I’m pleased to announce a series of performance dates based on Merge’s digital releases of three of my earlier records, “Bloomed”, “The Hill” and “Impasse”.
“Bloomed” was originally (erroneously?) released on an unnamable German label in 1994. I was living in San Francisco at the time, having just moved out of a residential hotel and into the 1906 hilltop prefab that adorns the cover. At the time, I was heading a band called “The Doubters”. We were playing high profile events such as The Covered Wagon Saloon’s Musical Barstools, but weren’t making much headway. We had been turned down consistently every year by SXSW, but I was somehow finagled in as an unannounced guest onto an already unofficial SXSW showcase created by Butch Hancock at his gallery in downtown Austin. There, I met up with Lloyd Maines, who agreed to produce my first record. We met in Lubbo ck, TX a few months later, where we worked in a small recording studio walled in wooden shingles Sharpied with bible passages from various church groups that also enjoyed working there. It was 112 degrees F the morning I arrived under the suspicious (Californians are merely B-grade yankees) gaze of downtown’s Buddy Holly statue. That first night there, it hailed so hard that heaven’s angry pellets were storming in under my hotel door. It only let up for a few moments that first night, allowing me to run across the street to get a butter burger and fries to go. We finished four days later and I flew back to San Francisco, dismembered the band and embarked on a tour that would last about 15 years (or a few days, if you count what I actually remember).

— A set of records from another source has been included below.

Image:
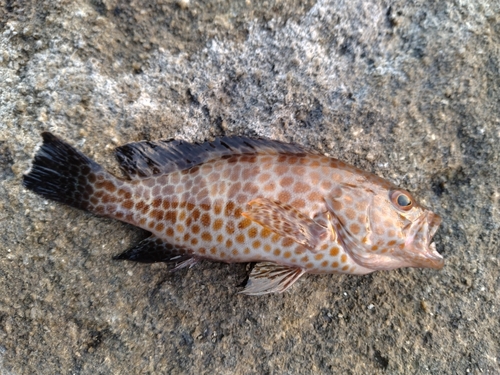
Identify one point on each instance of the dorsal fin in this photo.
(145, 159)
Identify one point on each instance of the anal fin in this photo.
(154, 249)
(267, 277)
(286, 221)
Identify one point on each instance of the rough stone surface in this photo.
(407, 89)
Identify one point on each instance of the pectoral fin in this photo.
(286, 221)
(269, 277)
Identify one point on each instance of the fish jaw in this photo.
(419, 250)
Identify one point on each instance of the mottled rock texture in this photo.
(409, 90)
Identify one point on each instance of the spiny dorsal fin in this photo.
(145, 159)
(267, 277)
(286, 221)
(154, 249)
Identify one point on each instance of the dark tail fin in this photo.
(62, 173)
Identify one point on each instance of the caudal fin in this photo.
(62, 173)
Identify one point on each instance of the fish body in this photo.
(236, 199)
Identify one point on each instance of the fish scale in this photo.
(237, 199)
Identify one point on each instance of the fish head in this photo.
(385, 228)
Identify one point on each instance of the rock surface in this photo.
(409, 90)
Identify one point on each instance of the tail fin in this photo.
(62, 173)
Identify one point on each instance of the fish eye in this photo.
(401, 200)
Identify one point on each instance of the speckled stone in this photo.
(409, 90)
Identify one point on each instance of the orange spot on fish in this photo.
(265, 232)
(334, 251)
(252, 232)
(205, 219)
(218, 223)
(284, 196)
(245, 223)
(354, 228)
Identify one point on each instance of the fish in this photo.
(289, 210)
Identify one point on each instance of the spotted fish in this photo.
(236, 199)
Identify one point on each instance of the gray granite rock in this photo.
(409, 90)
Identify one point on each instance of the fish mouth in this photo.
(421, 251)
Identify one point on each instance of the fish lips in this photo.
(422, 252)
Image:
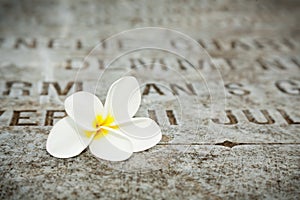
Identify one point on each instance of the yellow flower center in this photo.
(100, 121)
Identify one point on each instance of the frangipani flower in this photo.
(110, 131)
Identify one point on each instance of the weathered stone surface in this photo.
(230, 122)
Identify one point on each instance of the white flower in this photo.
(111, 132)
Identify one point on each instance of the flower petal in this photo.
(114, 146)
(66, 139)
(123, 99)
(83, 107)
(140, 128)
(144, 144)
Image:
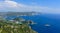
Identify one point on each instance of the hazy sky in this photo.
(45, 6)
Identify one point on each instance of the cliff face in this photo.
(15, 26)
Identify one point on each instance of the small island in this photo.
(16, 25)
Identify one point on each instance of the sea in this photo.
(45, 23)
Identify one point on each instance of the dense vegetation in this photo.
(17, 25)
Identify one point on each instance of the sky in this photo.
(44, 6)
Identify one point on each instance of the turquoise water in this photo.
(41, 21)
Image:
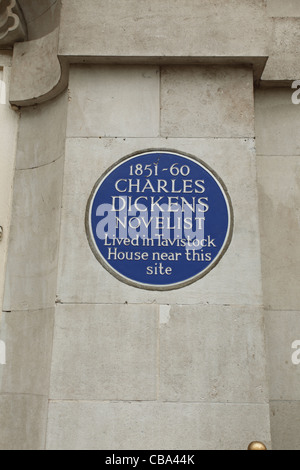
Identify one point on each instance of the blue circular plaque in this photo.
(159, 219)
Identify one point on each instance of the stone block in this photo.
(285, 425)
(207, 102)
(212, 354)
(116, 100)
(28, 339)
(155, 426)
(283, 64)
(172, 28)
(279, 202)
(33, 252)
(105, 352)
(23, 422)
(278, 8)
(276, 122)
(235, 280)
(49, 124)
(282, 330)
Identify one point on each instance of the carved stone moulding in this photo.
(12, 23)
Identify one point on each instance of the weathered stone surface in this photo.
(8, 135)
(207, 102)
(170, 28)
(32, 262)
(276, 122)
(41, 16)
(212, 354)
(283, 9)
(285, 425)
(233, 281)
(105, 352)
(162, 426)
(279, 202)
(108, 101)
(46, 77)
(28, 338)
(23, 422)
(283, 64)
(12, 24)
(49, 123)
(282, 330)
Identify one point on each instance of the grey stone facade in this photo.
(91, 362)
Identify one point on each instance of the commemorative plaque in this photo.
(159, 219)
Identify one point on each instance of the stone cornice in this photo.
(12, 24)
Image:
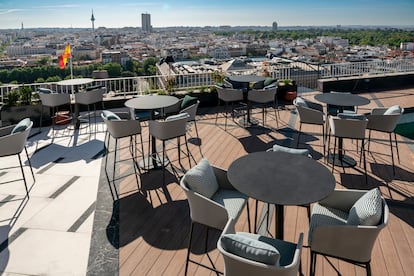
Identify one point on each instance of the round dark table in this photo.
(247, 79)
(341, 100)
(152, 103)
(281, 178)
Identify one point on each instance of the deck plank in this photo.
(154, 237)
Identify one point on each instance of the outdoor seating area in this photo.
(125, 196)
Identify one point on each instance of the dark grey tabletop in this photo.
(281, 178)
(246, 78)
(150, 102)
(342, 99)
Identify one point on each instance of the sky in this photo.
(127, 13)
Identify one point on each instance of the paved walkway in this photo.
(50, 233)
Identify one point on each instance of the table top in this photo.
(78, 81)
(342, 99)
(281, 178)
(246, 78)
(150, 102)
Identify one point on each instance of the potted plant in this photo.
(21, 103)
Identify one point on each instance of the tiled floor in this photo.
(50, 234)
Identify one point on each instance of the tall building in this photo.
(146, 22)
(93, 21)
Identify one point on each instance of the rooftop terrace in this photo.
(71, 226)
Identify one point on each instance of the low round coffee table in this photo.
(281, 178)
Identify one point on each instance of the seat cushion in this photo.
(352, 116)
(201, 179)
(109, 115)
(188, 100)
(232, 200)
(278, 148)
(395, 109)
(269, 81)
(325, 216)
(301, 102)
(252, 249)
(21, 126)
(367, 210)
(177, 117)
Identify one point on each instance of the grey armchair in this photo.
(385, 120)
(212, 200)
(312, 114)
(13, 141)
(335, 232)
(247, 254)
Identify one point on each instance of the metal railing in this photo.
(305, 75)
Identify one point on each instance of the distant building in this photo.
(146, 22)
(407, 46)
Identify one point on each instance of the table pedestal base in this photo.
(346, 162)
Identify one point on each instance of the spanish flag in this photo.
(64, 57)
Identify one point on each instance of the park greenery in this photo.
(372, 37)
(46, 71)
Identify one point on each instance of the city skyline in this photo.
(127, 13)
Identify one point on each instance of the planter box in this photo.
(11, 115)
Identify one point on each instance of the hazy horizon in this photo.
(185, 13)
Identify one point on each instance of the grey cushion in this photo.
(201, 179)
(300, 101)
(109, 115)
(395, 109)
(269, 81)
(21, 126)
(45, 91)
(367, 210)
(277, 148)
(352, 116)
(251, 249)
(177, 117)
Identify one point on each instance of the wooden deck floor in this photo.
(154, 228)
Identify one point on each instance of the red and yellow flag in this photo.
(64, 57)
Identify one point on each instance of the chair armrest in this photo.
(345, 241)
(222, 179)
(342, 199)
(6, 130)
(204, 210)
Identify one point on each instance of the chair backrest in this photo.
(348, 128)
(229, 94)
(168, 129)
(235, 265)
(262, 95)
(119, 128)
(191, 111)
(90, 97)
(13, 143)
(380, 122)
(54, 99)
(309, 115)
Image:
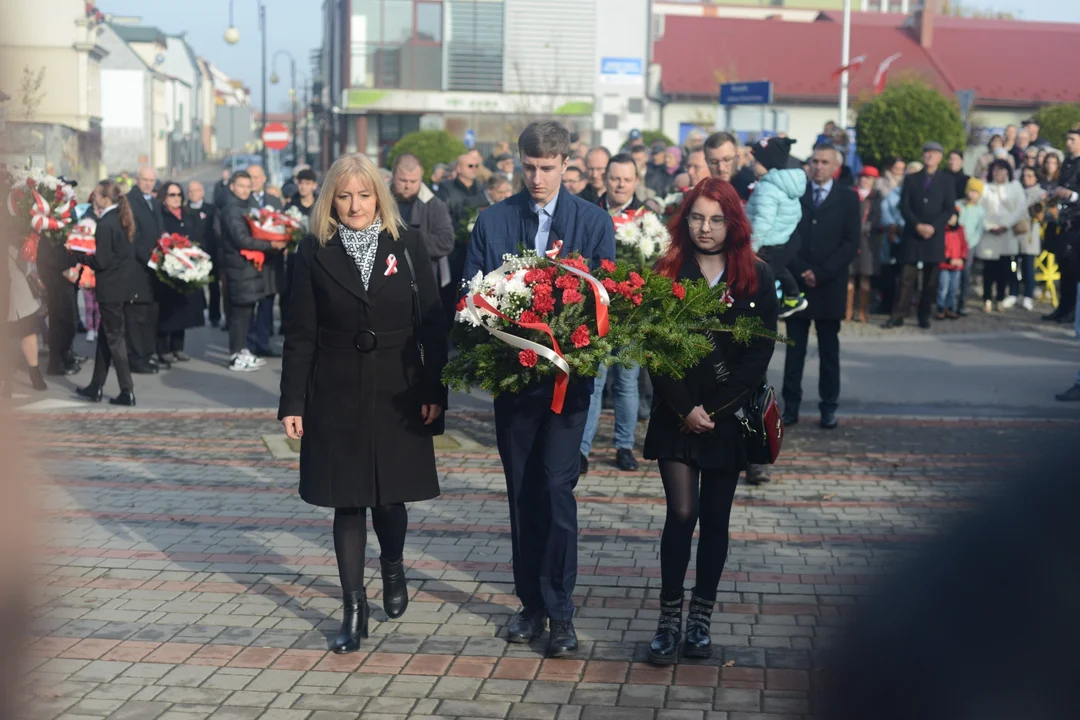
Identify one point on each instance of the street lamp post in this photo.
(232, 37)
(292, 92)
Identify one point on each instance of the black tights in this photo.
(685, 504)
(350, 539)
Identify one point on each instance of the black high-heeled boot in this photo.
(698, 624)
(664, 646)
(394, 589)
(353, 624)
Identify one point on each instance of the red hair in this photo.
(742, 275)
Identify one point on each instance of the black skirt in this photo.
(720, 448)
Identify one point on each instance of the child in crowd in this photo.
(774, 209)
(956, 258)
(971, 214)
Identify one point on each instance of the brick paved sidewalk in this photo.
(184, 578)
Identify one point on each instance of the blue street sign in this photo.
(746, 93)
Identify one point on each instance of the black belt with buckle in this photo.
(363, 341)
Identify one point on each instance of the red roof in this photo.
(1006, 63)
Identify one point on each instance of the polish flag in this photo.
(881, 76)
(850, 67)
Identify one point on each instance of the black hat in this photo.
(772, 152)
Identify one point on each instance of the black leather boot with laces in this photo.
(664, 646)
(698, 624)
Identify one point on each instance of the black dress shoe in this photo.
(664, 646)
(353, 623)
(92, 393)
(563, 640)
(125, 397)
(394, 589)
(526, 626)
(624, 459)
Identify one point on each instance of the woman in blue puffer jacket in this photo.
(774, 209)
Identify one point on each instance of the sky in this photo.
(292, 25)
(296, 26)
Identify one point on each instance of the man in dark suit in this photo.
(142, 320)
(927, 202)
(261, 328)
(539, 448)
(829, 240)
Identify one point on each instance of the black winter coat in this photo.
(149, 228)
(720, 383)
(116, 269)
(364, 444)
(179, 312)
(244, 283)
(828, 240)
(932, 205)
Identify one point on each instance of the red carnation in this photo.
(580, 337)
(567, 283)
(528, 357)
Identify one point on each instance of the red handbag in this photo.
(763, 426)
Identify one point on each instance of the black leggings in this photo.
(686, 503)
(350, 540)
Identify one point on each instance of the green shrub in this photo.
(901, 119)
(431, 146)
(1055, 121)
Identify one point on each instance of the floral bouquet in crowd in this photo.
(274, 226)
(299, 232)
(82, 236)
(639, 236)
(536, 317)
(44, 204)
(180, 265)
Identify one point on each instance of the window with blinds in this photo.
(474, 44)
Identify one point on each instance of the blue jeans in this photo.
(625, 407)
(948, 288)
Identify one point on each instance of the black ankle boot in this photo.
(698, 623)
(354, 623)
(394, 589)
(664, 646)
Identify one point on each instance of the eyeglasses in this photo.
(698, 221)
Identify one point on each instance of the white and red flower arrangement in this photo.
(639, 236)
(538, 317)
(44, 204)
(180, 265)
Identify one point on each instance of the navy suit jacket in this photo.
(511, 225)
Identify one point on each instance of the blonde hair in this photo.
(324, 221)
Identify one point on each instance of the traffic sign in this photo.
(746, 93)
(275, 136)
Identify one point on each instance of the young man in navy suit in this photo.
(539, 449)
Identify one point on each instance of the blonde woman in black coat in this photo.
(361, 378)
(117, 273)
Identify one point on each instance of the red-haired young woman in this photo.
(693, 432)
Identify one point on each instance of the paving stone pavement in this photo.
(184, 579)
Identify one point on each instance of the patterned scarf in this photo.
(361, 246)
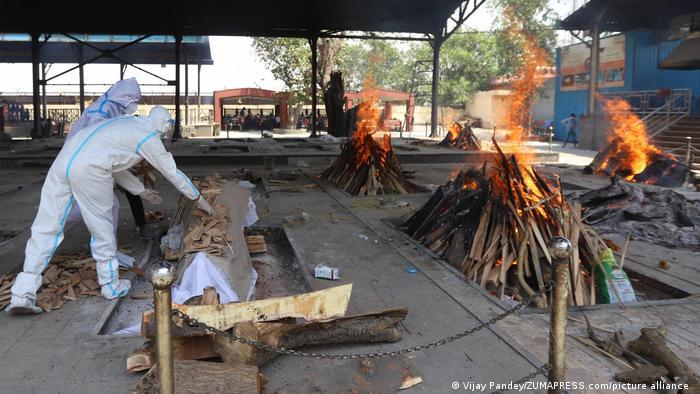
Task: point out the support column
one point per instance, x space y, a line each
43 91
187 91
81 77
178 44
595 56
199 93
35 86
437 43
314 77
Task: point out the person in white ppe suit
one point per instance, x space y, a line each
120 99
84 173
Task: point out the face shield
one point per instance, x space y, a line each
169 129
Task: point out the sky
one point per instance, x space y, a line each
235 66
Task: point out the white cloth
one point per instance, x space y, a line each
83 173
203 273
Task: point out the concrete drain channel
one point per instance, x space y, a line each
279 275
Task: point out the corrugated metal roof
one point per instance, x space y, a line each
16 48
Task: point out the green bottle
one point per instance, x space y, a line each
613 282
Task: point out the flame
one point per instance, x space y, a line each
628 141
527 82
454 130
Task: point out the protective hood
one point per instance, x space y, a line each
120 99
160 118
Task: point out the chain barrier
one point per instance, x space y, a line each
194 323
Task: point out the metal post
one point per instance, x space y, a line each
43 91
81 78
313 41
36 133
162 276
595 55
437 43
187 91
560 249
178 44
199 94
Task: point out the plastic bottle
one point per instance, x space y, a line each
612 280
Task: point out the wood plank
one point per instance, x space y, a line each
380 326
318 305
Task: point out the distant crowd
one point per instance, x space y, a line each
14 113
244 119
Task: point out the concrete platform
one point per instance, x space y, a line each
59 352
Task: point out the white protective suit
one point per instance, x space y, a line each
84 172
120 99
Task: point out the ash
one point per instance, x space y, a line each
658 216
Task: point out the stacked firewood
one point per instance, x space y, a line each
367 166
68 277
459 137
207 233
494 224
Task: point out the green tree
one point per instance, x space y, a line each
383 61
288 60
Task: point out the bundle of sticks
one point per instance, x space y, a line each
493 225
206 233
459 137
368 167
67 277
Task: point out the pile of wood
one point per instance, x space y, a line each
656 215
68 277
204 233
659 168
494 224
309 319
647 359
367 166
459 137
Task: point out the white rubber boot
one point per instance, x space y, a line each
22 306
116 289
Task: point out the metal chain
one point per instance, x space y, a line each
544 369
282 350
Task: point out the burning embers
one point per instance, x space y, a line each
493 226
459 137
630 155
367 166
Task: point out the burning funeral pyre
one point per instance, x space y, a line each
367 166
629 153
493 225
459 137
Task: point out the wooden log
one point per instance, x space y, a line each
318 305
206 377
652 343
643 374
381 326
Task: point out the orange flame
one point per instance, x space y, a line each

A couple of years later, I was on a slow burner to Tucson to begin recording songs with JD Foster that would eventually become “Devotion & Doubt” (out-of-print 1996 on the now-defunct Musician Career Assassin lab el). With a week to kill and nowhere to go, I drove east from Bakersfield and ended up near the mouth of Death Valley at a place called The Ranch Olancha Motel (on the 395 between Lone Pine and Dunmovin). Originally, there were two hunting cabins along a desert landing strip built by Howard Hughes, but about 40 years later someone converted a few other buildings into sleeping quarters and called it a motel. I checked into one that had previously been half of a garage. There was no phone and no TV, so I checked in for a week. I was traveling with a guitar, a four-track recorder and a copy of Edgar Lee Masters’ “Spoon River Anthology,” and spent the week doodling with the poems onto a cassette. At the end of the week, I put the tape in my glove compartment and headed south to begin constructing the second nail in my coffin.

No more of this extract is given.